Singapore organisations report widespread use of artificial intelligence, but far fewer say they can demonstrate strong returns on investment, according to research by Hitachi Vantara.

The company's State of Data Infrastructure 2025 study found that 96% of Singapore respondents report some level of AI use. Nearly two-thirds of respondents in Singapore said they have seen early success. Only 23% rated their organisation as industry-leading in achieving ROI from AI.

The research points to operational and security issues that firms associate with data complexity as AI projects expand. In Singapore, 52% of respondents said the complexity of their data makes it more difficult to detect a security breach.

Hitachi Vantara surveyed more than 1,200 C-level executives and senior IT leaders across 15 markets. The Asia and Oceania sample included 425 respondents. Singapore accounted for 51 respondents.

Adoption versus ROI

The survey data suggests that AI deployment has moved beyond pilots for many Singapore enterprises.
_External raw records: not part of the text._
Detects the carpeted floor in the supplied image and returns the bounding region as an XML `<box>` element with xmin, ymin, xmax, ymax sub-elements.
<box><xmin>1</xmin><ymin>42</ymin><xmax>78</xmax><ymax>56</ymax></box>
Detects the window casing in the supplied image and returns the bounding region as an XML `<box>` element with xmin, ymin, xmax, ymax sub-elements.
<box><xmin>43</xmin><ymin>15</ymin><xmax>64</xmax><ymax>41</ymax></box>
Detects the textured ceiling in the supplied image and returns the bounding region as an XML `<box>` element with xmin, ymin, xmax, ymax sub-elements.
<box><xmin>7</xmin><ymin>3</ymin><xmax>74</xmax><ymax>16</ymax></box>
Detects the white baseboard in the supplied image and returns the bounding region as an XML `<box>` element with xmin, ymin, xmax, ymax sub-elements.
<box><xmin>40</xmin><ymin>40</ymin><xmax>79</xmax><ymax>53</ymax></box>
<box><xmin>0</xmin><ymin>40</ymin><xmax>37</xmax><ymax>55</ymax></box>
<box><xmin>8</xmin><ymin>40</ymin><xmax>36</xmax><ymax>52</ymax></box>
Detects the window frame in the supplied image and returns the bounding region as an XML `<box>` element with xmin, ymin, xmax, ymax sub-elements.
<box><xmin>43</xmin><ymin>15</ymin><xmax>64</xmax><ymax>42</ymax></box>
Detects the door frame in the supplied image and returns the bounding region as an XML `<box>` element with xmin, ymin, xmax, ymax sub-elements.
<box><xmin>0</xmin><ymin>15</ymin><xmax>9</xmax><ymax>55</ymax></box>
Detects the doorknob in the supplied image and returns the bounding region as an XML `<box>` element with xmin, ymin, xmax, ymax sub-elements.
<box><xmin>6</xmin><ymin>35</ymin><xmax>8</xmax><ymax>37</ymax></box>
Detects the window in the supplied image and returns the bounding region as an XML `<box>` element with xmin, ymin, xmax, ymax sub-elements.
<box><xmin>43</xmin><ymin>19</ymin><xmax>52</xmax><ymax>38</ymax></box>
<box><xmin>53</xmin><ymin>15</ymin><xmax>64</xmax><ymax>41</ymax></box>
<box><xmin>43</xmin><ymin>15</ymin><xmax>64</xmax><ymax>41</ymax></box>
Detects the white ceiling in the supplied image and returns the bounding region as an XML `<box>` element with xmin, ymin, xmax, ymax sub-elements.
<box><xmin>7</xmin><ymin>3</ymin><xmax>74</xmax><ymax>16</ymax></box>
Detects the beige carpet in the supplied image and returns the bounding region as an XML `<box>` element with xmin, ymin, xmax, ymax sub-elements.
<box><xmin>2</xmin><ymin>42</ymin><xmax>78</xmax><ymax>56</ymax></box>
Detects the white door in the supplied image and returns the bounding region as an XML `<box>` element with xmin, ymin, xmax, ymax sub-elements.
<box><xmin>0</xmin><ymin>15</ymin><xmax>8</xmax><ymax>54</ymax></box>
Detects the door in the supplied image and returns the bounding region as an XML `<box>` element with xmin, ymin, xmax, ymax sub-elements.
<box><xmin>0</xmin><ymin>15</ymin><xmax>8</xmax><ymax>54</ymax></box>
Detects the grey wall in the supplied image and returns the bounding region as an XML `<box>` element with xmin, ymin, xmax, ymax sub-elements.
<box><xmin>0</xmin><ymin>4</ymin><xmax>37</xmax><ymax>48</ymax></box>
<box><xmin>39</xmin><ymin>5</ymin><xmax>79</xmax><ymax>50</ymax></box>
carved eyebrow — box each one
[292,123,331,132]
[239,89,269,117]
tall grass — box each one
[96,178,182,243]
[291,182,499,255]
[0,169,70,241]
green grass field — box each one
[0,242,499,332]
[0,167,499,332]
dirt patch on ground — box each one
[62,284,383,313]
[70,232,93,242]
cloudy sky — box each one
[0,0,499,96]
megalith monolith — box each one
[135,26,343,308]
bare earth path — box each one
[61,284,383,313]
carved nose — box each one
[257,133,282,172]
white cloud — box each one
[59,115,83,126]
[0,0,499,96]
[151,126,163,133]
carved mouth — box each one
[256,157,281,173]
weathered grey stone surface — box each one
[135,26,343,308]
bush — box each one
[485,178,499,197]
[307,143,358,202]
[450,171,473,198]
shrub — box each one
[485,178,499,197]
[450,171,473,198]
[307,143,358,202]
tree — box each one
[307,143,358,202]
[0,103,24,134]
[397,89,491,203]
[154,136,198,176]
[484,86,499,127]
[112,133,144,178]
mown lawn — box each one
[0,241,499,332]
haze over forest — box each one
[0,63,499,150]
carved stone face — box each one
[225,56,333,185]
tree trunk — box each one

It also suggests that executives do not always see the same level of progress when they assess sustained business value.

The study reported a sharp drop between the share of organisations that use AI and the share that consider themselves leaders on AI ROI. Hitachi Vantara described this as a disconnect between deployment and operational readiness.

Respondents also raised concerns about the condition of underlying data infrastructure. In Singapore, 64% agreed that if leadership fully understood how fragile their data infrastructure is, it would keep them up at night.

Complexity and risk

Hitachi Vantara framed data complexity as a strategic issue that affects governance, visibility and cyber resilience. It said AI workloads increase demands on data environments. It said sprawling data environments create additional management burdens.

For Singapore organisations, the survey result on breach detection links data sprawl to cyber risk. The 52% figure suggests many respondents view complexity as a practical barrier to identifying attacks and incidents.

The research also described AI as exposing weaknesses rather than reducing them. It cited areas including data visibility, governance and cyber resilience.

Governance focus

Hitachi Vantara said Singapore firms show what it called a more risk-aware approach as AI becomes embedded in operations. It said organisations place more emphasis on governance, security and operational discipline. It contrasted this with rapid expansion of AI use.

The company linked this approach to expectations around reliability and trust, particularly where AI influences business decisions. It said this dynamic raises infrastructure expectations and makes weaknesses more visible.

"AI success is no longer about experimentation alone. It depends on whether data environments are resilient, governed and trusted," said Joe Ong, Vice President and General Manager for ASEAN, Hitachi Vantara.

Regional sample

The Asia and Oceania group in the study included respondents from Australia, China, Hong Kong, India, Singapore and Taiwan. The sample included 80 respondents in Australia, 81 in China, 55 in Hong Kong, 104 in India, 51 in Singapore and 54 in Taiwan.

Hitachi Vantara said respondents represented a range of industries and organisational sizes. It said the results were weighted by industry and role type.

In Singapore, the company said it surveyed senior business and technology leaders responsible for data infrastructure, cybersecurity and AI strategy.

Infrastructure decisions

Hitachi Vantara positioned the findings as an indicator that firms recognise the need for stronger data foundations. It also said organisations face challenges in turning that awareness into long-term action.

The company highlighted data environment simplification, governance and visibility as areas that influence whether organisations progress from early success to sustained value from AI.

Ong said Singapore organisations face a new stage of operational pressure as AI use scales. "Singapore businesses are clearly ahead in adoption, but the next phase will be defined by how well they manage complexity, security and performance as AI scales," said Ong.